Rappelons que prenant expressément le contre-pied de la jurisprudence du Conseil d’Etat, la Cour de cassation a jugé qu’en l’absence de notification des voies et délais de recours dans une décision administrative, celle-ci peut être contestée sans qu’aucun délai soit opposable au requérant ; ce dernier pouvant ainsi contester un titre exécutoire sans avoir à respecter un délai raisonnable institué par le Conseil d’Etat.
En effet, par une décision rendue en Assemblée plénière (Cour de cassation, Assemblée plénière, 8 mars 2024, Pourvoi n° 21-12.560), la Cour de cassation a refusé de transposer la règle prétorienne du délai raisonnable aux recours relevant de la juridiction judiciaire.

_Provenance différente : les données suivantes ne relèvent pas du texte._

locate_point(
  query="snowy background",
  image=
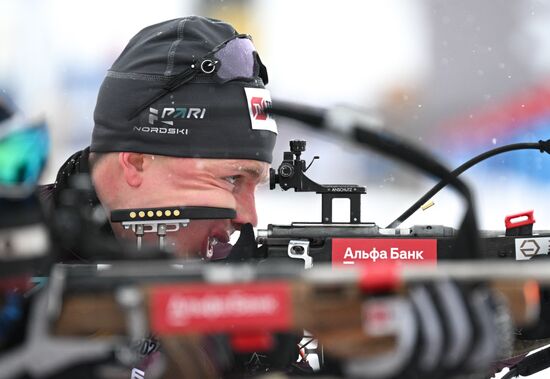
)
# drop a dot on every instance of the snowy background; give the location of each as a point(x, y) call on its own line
point(436, 71)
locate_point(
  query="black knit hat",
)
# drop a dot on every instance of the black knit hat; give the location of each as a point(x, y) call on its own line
point(189, 87)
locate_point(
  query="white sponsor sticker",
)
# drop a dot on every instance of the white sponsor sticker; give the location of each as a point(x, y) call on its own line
point(527, 248)
point(258, 99)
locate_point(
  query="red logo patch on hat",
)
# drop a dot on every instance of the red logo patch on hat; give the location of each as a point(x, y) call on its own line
point(258, 99)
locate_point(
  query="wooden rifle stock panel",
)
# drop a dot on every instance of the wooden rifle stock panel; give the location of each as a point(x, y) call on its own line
point(90, 314)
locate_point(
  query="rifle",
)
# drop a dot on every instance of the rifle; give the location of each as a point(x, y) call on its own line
point(362, 318)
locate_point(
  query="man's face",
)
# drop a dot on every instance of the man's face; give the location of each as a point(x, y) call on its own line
point(225, 183)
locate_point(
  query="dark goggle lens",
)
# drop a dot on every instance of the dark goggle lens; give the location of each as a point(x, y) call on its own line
point(236, 60)
point(23, 154)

Pour la Cour de cassation, en l’absence de notification mentionnant de manière exacte les voies et délais de recours, le débiteur peut ainsi saisir le juge judiciaire pour contester un titre exécutoire sans être tenu, ni par le délai de recours fixé par la loi, ni par le délai raisonnable défini par le Conseil d’Etat. La Cour de cassation précisait d’ailleurs dans cet arrêt que si, pour répondre, notamment, aux impératifs de clarté et de prévisibilité du droit, une convergence jurisprudentielle entre les deux ordres de juridiction est recherchée lorsqu'il est statué sur des questions en partage, celle-ci peut ne pas aboutir en présence de principes et règles juridiques différents applicables respectivement dans ces deux ordres. Nous faisions déjà remarquer qu’au moment où certaines décisions du Conseil d’Etat ont pour conséquences de réduire les droits et garanties du contribuable, cette décision de la Cour de cassation est une belle victoire pour le contribuable, car en matière de contentieux fiscal, et plus encore qu’en matière de contentieux général, le principe de sécurité juridique, qui implique que ne puissent être remises en cause, sans condition de délai, des situations consolidées par l’effet du temps, ne doit pas conduire le contribuable à supporter les conséquences des erreurs commises par l’administration fiscale.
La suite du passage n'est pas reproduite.